Anna Hirsch Burg é psicóloga formada pela Pontifícia Universidade Católia de São Paulo. Fez sua formação em psicanálise...
iNão se fazem mais crianças como antigamente. Nem crianças, nem pais, nem mães. Aliás, não se fazem mais famílias como antes... Nas últimas cinco décadas a composição familiar passou por transformações vastas e, ao que parece, vieram para ficar. Muita coisa mudou por completo. Afinal, imagine que frases como "Quando seu pai chegar vou contar tudo para ele!" eram muito ouvidas pelas crianças do passado e hoje não fazem o menor sentido. Parece bastante difícil imaginarmos hoje uma mãe que passe os dias cuidando dos filhos e sempre à espera do marido, pai e provedor, único capaz de restabelecer a ordem e a autoridade no lar. Tanto a estrutura quanto a sobrevida da antiga unidade familiar transformaram-se profundamente.
E se as mudanças são profundas e afetam as relações humanas, elas certamente chegam aos consultórios terapêuticos.

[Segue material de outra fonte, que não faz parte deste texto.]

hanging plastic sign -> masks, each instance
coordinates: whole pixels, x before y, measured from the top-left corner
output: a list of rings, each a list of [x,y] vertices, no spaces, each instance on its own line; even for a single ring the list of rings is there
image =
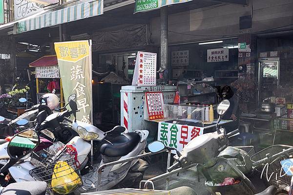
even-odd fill
[[[203,134],[203,127],[159,122],[158,140],[180,151],[191,140]],[[174,150],[172,153],[176,154]]]
[[[246,49],[246,43],[238,43],[238,49]]]
[[[78,120],[92,122],[91,41],[55,43],[65,100],[76,95]]]
[[[136,0],[134,14],[158,9],[166,5],[181,3],[192,0]]]

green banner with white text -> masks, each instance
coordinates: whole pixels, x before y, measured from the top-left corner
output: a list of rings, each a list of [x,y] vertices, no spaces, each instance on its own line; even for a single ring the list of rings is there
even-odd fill
[[[192,0],[136,0],[134,14],[160,8],[166,5],[185,3]]]
[[[91,42],[90,41],[89,42]],[[91,44],[88,40],[55,43],[65,101],[76,95],[77,120],[92,121]]]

Um leque grande de novas queixas passou a constituir o panorama da análise familiar. Não digo com isso que as questões da contemporaneidade sejam maiores, mas sim que os problemas daqueles que nos procuram atualmente nem sequer existiam.

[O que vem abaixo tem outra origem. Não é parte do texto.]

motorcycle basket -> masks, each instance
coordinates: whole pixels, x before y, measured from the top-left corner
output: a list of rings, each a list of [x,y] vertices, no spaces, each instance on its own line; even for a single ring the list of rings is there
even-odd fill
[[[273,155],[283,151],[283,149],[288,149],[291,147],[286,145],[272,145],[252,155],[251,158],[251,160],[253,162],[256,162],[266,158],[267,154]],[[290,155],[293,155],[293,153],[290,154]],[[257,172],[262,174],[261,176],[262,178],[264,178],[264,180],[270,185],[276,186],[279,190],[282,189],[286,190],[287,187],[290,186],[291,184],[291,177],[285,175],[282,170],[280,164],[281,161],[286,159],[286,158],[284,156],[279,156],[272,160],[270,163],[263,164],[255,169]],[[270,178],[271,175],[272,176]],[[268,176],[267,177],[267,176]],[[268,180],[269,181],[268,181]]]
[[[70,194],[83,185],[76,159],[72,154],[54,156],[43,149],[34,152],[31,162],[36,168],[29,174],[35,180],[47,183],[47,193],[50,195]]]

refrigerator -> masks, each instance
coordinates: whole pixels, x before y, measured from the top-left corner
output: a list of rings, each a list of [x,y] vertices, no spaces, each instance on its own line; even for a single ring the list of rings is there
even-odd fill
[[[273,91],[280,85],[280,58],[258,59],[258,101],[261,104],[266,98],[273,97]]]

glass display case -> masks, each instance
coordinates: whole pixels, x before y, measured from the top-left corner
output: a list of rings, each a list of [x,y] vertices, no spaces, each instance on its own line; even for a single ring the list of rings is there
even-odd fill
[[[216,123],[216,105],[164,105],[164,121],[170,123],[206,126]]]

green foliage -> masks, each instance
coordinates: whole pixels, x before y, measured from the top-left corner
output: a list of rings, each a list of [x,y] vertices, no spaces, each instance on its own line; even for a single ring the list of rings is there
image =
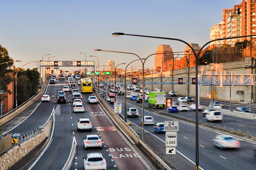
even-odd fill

Na esteira das mudanças, os "novos seres" passaram a organizar núcleos familiares diferentes e a demandar outro foco dos psicanalistas. Veja o exemplo de crianças que, na mais tenra idade e antes mesmo de saberem seu próprio nome, se veem incluídas num contexto familiar em que precisam lidar com dois pais, duas mães, oito avós, novos irmãos, guarda compartilhada, casamentos homossexuais, e uma série de novas questões. Quem será a doadora do óvulo? E quem será aquela a gestar a criança? E mais... Barrigas de aluguel, gestação medicamente assistida, entre muitas outras possibilidades.

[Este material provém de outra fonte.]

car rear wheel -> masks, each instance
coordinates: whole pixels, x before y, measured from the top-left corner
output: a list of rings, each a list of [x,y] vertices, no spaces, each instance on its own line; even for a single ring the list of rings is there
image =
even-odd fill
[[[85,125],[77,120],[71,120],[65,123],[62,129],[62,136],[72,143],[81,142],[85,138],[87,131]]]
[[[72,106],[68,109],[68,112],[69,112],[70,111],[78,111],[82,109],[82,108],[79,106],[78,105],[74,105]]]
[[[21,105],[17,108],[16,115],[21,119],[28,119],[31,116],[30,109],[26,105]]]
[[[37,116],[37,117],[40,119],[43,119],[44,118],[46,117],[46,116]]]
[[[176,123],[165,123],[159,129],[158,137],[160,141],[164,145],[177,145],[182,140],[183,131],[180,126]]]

Porém, as antigas questões, aquelas que deram origem à terapia familiar, continuam sendo tema de quem nos procura. Um membro da família acaba sendo identificado como ?problemático?, seja por questões psiquiátricas, doenças físicas, drogas, alcoolismo ou qualquer outra temática que afete indiretamente o grupo familiar.
Dentre todas as transformações que abordamos, talvez a mais preocupante delas seja o esvaziamento dos valores éticos e da convivência entre pais e filhos. Atualmente, a relação acaba frequentemente pontuada pelas trocas materiais. Se antes ganhar um brinquedo ou o que quer que fosse era dado por merecimento, hoje temos mães e pais ausentes presenteando os filhos a todo momento, trabalhando exaustivamente para pagar a conta de suas faltas. Objetos materiais são dados de forma compulsiva e facilitada pelos cartões de crédito e cheques especiais. As trocas centram-se nos bens materiais, quando, na verdade, a convivência, o valor da palavra e do afeto é que são as matrizes da personalidade dos indivíduos. Valores fundamentais têm sido substituídos por coisas e objetos que não fornecem auto-estima e nem parâmetros para as escolhas que essas crianças terão que fazer ao longo da vida.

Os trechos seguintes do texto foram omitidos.